Escalado com os 11 que estão na ponta da língua do torcedor (exceto Luiz Muller), o Brasil viu o adversário dominar as ações nos primeiros momentos de partida. Aos 7, Massari exigiu boa defesa do arqueiro xavante em cobrança de falta. Pouco depois, o ex-rubro-negro Márcio Jonatan assustou a meta de Muller ao arriscar de fora da área. Sem conseguir chegar perto do gol rival, restavam os chutes de longa distância. Felipe Garcia e Xaro tentaram mas não obtiveram sucesso. Assim, a etapa inicial terminou sem grandes lances.

Para o segundo tempo, o VEC voltou igual.
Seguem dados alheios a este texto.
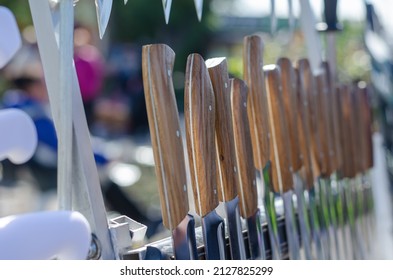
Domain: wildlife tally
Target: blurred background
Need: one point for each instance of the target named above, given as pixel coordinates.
(109, 72)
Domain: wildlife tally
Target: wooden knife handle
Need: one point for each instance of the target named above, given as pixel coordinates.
(248, 195)
(281, 161)
(322, 123)
(289, 92)
(199, 111)
(257, 110)
(157, 66)
(346, 133)
(303, 126)
(307, 83)
(332, 117)
(226, 158)
(366, 114)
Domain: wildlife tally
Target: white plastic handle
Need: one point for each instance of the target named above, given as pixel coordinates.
(18, 140)
(63, 235)
(10, 40)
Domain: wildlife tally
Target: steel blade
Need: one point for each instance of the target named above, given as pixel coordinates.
(103, 9)
(236, 241)
(214, 236)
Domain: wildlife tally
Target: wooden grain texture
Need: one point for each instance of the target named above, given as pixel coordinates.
(307, 83)
(303, 126)
(322, 122)
(335, 155)
(199, 112)
(157, 66)
(366, 113)
(281, 162)
(225, 147)
(344, 98)
(257, 110)
(248, 195)
(289, 92)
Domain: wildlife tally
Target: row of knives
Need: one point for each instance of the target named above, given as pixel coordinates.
(286, 152)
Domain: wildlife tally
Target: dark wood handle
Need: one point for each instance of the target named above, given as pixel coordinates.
(257, 110)
(199, 114)
(226, 158)
(310, 166)
(366, 114)
(346, 132)
(157, 65)
(248, 195)
(289, 92)
(281, 161)
(335, 157)
(307, 83)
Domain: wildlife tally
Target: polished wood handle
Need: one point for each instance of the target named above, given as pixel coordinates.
(226, 158)
(335, 156)
(307, 83)
(281, 161)
(346, 132)
(248, 195)
(306, 145)
(199, 111)
(366, 114)
(289, 92)
(157, 66)
(257, 110)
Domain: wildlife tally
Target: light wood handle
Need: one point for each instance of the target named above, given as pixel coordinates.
(281, 161)
(199, 111)
(332, 118)
(366, 114)
(248, 195)
(157, 66)
(289, 92)
(307, 84)
(226, 158)
(303, 126)
(257, 110)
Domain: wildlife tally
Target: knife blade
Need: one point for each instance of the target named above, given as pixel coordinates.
(200, 113)
(289, 91)
(103, 9)
(281, 161)
(259, 128)
(226, 159)
(247, 178)
(157, 67)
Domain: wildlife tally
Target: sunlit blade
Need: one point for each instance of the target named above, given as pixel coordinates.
(199, 7)
(167, 9)
(103, 8)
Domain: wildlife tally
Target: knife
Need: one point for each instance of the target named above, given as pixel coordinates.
(289, 92)
(309, 157)
(226, 159)
(103, 9)
(281, 160)
(157, 67)
(200, 113)
(247, 180)
(327, 156)
(259, 128)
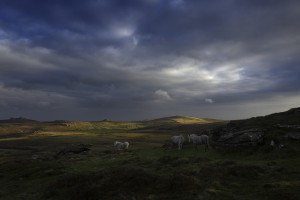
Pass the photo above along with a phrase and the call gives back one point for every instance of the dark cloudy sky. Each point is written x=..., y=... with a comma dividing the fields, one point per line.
x=142, y=59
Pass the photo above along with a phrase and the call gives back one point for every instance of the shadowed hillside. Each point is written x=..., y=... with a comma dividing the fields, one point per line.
x=289, y=117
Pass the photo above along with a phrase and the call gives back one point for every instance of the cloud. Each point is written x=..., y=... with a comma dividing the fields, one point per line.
x=111, y=57
x=209, y=101
x=162, y=95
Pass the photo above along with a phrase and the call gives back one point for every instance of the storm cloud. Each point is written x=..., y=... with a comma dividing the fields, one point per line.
x=142, y=59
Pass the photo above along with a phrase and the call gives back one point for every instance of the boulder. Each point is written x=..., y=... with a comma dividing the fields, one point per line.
x=293, y=136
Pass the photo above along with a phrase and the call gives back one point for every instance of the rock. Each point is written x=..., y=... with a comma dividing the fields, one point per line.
x=293, y=136
x=34, y=157
x=81, y=148
x=168, y=145
x=250, y=137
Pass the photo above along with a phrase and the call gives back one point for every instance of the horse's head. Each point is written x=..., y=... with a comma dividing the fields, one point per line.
x=115, y=143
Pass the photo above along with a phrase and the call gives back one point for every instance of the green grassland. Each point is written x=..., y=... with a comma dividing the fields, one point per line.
x=30, y=169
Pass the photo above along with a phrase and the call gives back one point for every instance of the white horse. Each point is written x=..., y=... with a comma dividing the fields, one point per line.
x=178, y=140
x=198, y=140
x=190, y=137
x=121, y=145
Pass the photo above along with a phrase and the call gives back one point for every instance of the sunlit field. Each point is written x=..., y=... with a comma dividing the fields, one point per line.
x=31, y=168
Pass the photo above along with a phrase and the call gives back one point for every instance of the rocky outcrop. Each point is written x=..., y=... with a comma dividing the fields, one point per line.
x=293, y=136
x=232, y=137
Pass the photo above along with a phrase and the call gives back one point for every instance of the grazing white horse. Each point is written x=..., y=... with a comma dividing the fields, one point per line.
x=198, y=140
x=178, y=140
x=121, y=145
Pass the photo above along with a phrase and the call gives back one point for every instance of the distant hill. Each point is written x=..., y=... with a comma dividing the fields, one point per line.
x=18, y=120
x=290, y=117
x=185, y=120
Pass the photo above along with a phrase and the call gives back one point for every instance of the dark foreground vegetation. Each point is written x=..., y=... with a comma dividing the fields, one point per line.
x=31, y=166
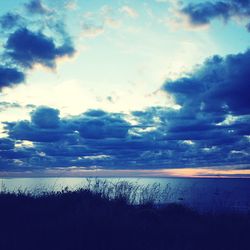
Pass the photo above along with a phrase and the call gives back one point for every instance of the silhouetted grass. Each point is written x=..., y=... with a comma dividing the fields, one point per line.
x=113, y=216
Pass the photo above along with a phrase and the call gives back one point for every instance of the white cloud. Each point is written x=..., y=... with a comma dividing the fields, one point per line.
x=129, y=11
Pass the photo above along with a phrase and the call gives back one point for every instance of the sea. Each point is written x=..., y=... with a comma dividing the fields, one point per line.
x=201, y=194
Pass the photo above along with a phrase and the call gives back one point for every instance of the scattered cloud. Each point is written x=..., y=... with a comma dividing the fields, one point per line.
x=203, y=13
x=129, y=11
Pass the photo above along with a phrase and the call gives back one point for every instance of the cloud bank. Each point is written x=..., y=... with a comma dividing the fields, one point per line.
x=26, y=45
x=211, y=128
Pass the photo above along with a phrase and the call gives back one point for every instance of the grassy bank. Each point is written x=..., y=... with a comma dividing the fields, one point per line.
x=106, y=216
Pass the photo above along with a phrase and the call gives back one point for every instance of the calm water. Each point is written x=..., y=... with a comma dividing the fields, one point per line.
x=202, y=194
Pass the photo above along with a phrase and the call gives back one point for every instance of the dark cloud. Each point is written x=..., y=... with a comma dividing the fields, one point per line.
x=10, y=76
x=218, y=88
x=23, y=46
x=27, y=48
x=204, y=12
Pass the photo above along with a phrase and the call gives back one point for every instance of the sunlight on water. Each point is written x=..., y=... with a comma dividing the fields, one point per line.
x=202, y=194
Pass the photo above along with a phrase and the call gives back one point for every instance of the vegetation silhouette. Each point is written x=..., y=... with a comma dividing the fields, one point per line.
x=114, y=216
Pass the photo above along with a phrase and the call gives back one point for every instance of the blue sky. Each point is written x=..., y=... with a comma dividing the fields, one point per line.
x=124, y=87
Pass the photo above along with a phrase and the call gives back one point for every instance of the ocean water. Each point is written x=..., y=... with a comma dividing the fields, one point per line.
x=214, y=195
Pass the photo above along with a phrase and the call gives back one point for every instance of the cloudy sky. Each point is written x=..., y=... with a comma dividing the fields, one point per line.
x=125, y=88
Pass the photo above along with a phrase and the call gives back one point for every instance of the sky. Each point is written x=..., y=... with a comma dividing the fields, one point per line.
x=125, y=88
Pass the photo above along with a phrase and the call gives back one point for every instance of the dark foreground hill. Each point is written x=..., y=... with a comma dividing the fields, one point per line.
x=89, y=220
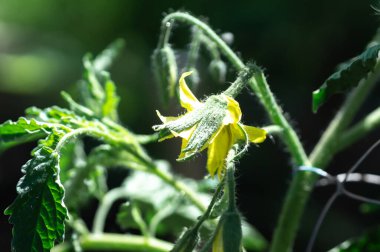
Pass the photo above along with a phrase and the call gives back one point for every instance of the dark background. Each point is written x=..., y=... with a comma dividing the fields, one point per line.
x=298, y=42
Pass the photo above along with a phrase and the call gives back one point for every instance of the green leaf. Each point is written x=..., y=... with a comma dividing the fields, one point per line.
x=369, y=242
x=347, y=77
x=22, y=131
x=167, y=212
x=38, y=212
x=111, y=100
x=252, y=239
x=97, y=91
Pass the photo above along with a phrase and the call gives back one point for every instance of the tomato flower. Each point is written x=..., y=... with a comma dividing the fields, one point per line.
x=213, y=124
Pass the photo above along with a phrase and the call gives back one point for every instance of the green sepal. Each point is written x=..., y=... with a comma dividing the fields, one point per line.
x=347, y=77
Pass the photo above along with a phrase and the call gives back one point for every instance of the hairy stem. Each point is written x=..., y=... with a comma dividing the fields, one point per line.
x=302, y=184
x=117, y=242
x=361, y=129
x=327, y=145
x=289, y=220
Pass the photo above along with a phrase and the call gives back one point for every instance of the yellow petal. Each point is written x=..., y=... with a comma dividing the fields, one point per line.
x=255, y=135
x=183, y=146
x=187, y=98
x=233, y=114
x=185, y=134
x=217, y=152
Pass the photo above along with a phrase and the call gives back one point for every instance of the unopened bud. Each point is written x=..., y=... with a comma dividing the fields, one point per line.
x=218, y=70
x=165, y=71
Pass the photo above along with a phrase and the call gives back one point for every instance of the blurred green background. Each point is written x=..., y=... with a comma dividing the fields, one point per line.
x=299, y=43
Por outro lado, Rogério Zimmermann realizou apenas uma alteração: trocou Luiz Muller por Eduardo Martini, seguindo a linha de dar maior ritmo aos atletas. A parte final do jogo mal havia começado quando Xaro levantou e Edson desviou contra, acertando a trave. Logo na sequência, Leandro Camilo ficou com rebote na área e soltou uma pancada para ótima defesa de Léo.

Aos 12 minutos, o comandante xavante fez duas trocas até certo ponto surpreendentes: trocou Nena e Cleverson por Ramon e Marcos Paraná. O destaque ficou por conta da inovação tática feita por Zimmermann: o treinador deixou a equipe sem centroavante fixo, em uma espécie de 4-2-4. Mesmo com intensa movimentação no ataque, o Rubro-Negro não conseguiu assustar, assim como o VEC. 0 a 0 e pênaltis.

Foto:  Jonathan Silva/ G.E. Brasil

Foto: Jonathan Silva/ G.E. Brasil

Série com aproveitamento ruim é decidida por Martini e Ramon

Nas derradeiras cobranças de pênalti, foi o Brasil quem começou na marca da cal. Marcos Paraná, com categoria e frieza, abriu o marcador. Na batida de segurança, no meio da meta, Júlio Madureira igualou. Se valendo de um chute forte, Gustavo Papa fez 2 a 1 para o Xavante. A partir daí, teve início uma sequência incrível de erros. Edson cobrou para fora, assim como Moisés. Os laterais-esquerdos Massari e Xaro foram parados pelos goleiros Léo e Eduardo Martini. Lúcio encerrou as batidas ruins e mandou na trave. Finalmente, Ramon converteu e colocou o Brasil na final.

Comemoração dos atletas após o triunfo nas penalidades (Foto: Carlos Insaurriaga/ G.E. Brasil)

Comemoração dos atletas após o triunfo nas penalidades (Foto: Carlos Insaurriaga/ G.E. Brasil)

FICHA TÉCNICA

Veranópolis: Léo Rodrigues; Igor, Micael, Léo D’Agostini e Massari; Felipe Guedes, Willian Favoni (Admilton/2ºT), Márcio Jonathan (Lúcio, 16/2ºT) e Washington (Júlio Madureira, 34/2ºT); Edson e Zambi (Reginaldo, 2ºT). Técnico: Luis Carlos Winck.

Brasil: Luiz Muller (Eduardo Martini, intervalo); Wender, Leandro Camilo, Teco e Xaro; Leandro Leite, Washington, Felipe Garcia (Gustavo Papa, 45/2ºT), Diogo Oliveira (Moisés, 28/2ºT) e Cleverson (Marcos Paraná, 12/2ºT); Nena (Ramon, 12/2ºT). Técnico: Rogério Zimmermann.

Árbitro: Alexandre Almeida, auxiliado por Johnatan Ceconi e Adriano Rosa da Silva.

Cartões amarelos: Márcio Jonathan e Admilton (VEC); Teco e Wender (BRA).